Credit: Rhiannon Doherty

Curiosity Killed the Cat

 

Credit: Rhiannon Doherty

Adam Nicholson
Writer

I happened in my wanderings upon an old curiosity shop, nestled down those semi-decrepit alleyways peculiar to the West End; one of those of the sort that seem caught in perpetual rot, yet never manage to fully fade.  The facade was barren of any detail, just jaundiced plaster and a simple wooden door, above which a loose sign swung in the breeze, screws screeching slightly, and indicating the bounty within to be antiques and similar such things. Having little else to do, I sojourned inside.

Lingering musk – the aroma commingled of age, damp, and dust – crept up my nostrils while my vision accustomed itself to the dim interior, a cacophonous profusion of long-forgotten objects and discarded curios. Automatically, I had allowed the door to close behind me, and was left in a dark cavern of forlorn furniture towered high on either side, a single paltry and bare lightbulb hanging halfway along the length the only illumination. Evidently, seldom does custom find itself here. I am not a small man, but curiosity got the better of me, so I found myself struggling down the hallway, between strange stacks of bureaus, tables, chairs, and stools and broken picture frames erected loosely along the walls, to see what was contained within.

I foolishly expected the spaces within the open out, but they seemed only to draw further in, contracted and constricted like lengths of bowel digesting the miscellanea within, remnants of lives long passed. I found myself at the corridor’s end confronted by what must have been at one time a large room, though inside of which yet more furniture and random objects had formed into a “Y” junction of caverns and paths. A few lamps stuck out amidst the antique thatch like wet black boughs with glistening ends. I ventured right at the “Y” into the collector’s cave.

I decided to raise my voice after I was deep enough within to feel the oppression of trespass. Like a church visited at night, this place had the hushed air of the holy, that a mere wanderer such as myself did not belong. I spoke aloud, faltering slightly in awkwardness:

“Hello? Is there anyone there?”

I awaited a response, standing still while a vast mahogany wardrobe, which dammed a deluge of broken chair legs behind it, loomed over me. This place could not hold true silence, but the mild and muted creaking of strained and stressed timber. I waited, ears pricked. At a distance, not close, yet not so near, weight shifted.

No person seemed to approach. I pushed on within.

The nature of the curiosities seemed to alter the further one wandered, with paintings and photographs in cracked and shattered frames sprouting from amidst the clusters and crude walls of chair and table legs ripped and torn from their absent bodies. All were portraits, old faces, stern and serious, staring at one another without faltering. They watched me move deeper inside.

Every few steps, every few feet, I would stop and listen; a creak, a whistle of wind, yet once or twice, it seemed a footstep, or the placing of a hand upon one of the loosely constructed ridges of cracked objects. Never did the sounds issue from the same position; it seemed then just behind me, then far ahead, then behind the portraits, and in other rooms unseen.

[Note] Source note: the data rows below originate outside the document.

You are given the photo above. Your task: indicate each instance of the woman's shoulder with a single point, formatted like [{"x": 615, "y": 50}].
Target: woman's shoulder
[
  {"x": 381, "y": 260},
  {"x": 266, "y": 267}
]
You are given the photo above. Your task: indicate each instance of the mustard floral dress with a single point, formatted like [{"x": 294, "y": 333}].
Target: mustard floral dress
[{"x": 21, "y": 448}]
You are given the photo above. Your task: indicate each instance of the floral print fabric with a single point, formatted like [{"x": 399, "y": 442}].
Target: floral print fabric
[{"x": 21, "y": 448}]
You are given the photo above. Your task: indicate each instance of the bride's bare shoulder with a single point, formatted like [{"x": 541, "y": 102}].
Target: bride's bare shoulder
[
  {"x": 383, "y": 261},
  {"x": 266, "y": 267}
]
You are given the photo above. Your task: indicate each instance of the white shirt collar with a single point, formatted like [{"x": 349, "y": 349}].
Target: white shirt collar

The lights from the disparate lamps seemed to jaundice as I pushed on, yellower glares upon the deteriorating surrounding, the furniture here more broken up than before, portraits faded, countenances being slowly lost, and new pieces added yet still distorted; strange statues of elongated and irregular figures, carven dark-woods loosely humanoid, and loitering like listless homunculus. I tried once more to speak out:

“Hello? I am here to browse,” thinking this reasonable yet not so betraying my anxiousness as the alternatives. I waited once more. Only a few seconds passed before a crash resounded somewhere in a distant room. I moved not a muscle. The calm that followed lingered for a minute, before a creak whispered off somewhere behind me, then another, and another, and another, altogether seeming to me to be approaching. I rushed further in, I confess, fleeing the inexorable advance.

I found myself caught on out-hanging limbs, tripping on stuck out feet, and the air became pervaded with notes of rot. I stopped of a sudden; to my horror, the creaks and strains and lightest of footsteps still coming nearer, there was nowhere further to run, my way blocked by the boundary walls, and a large heavy chest in front of me. Panic birthed the daft idea – I flung myself at the chest. Its lid I wrenched open like an animal, and was knocked back by a wave of the foulest stench, assaulting my nose and eyes. I gagged and staggered, and after a moment regained myself and looked within. The tattered skeleton of a poor old cat slept within the chest, a few strips of withered meat and fur still clinging. A hand slithered onto my shoulder and with a barely stifled scream I turned.

“Oh so that’s where Tiddles went. If you’re still interested, I’ll give the chest a wash and you a discount.”

I cannot tell you what the proprietor looked like, for I fled with a haste previously unknown to me. Out in the cold light of day, I thought to myself that while curiosity had surely killed cat, I so very nearly joined him.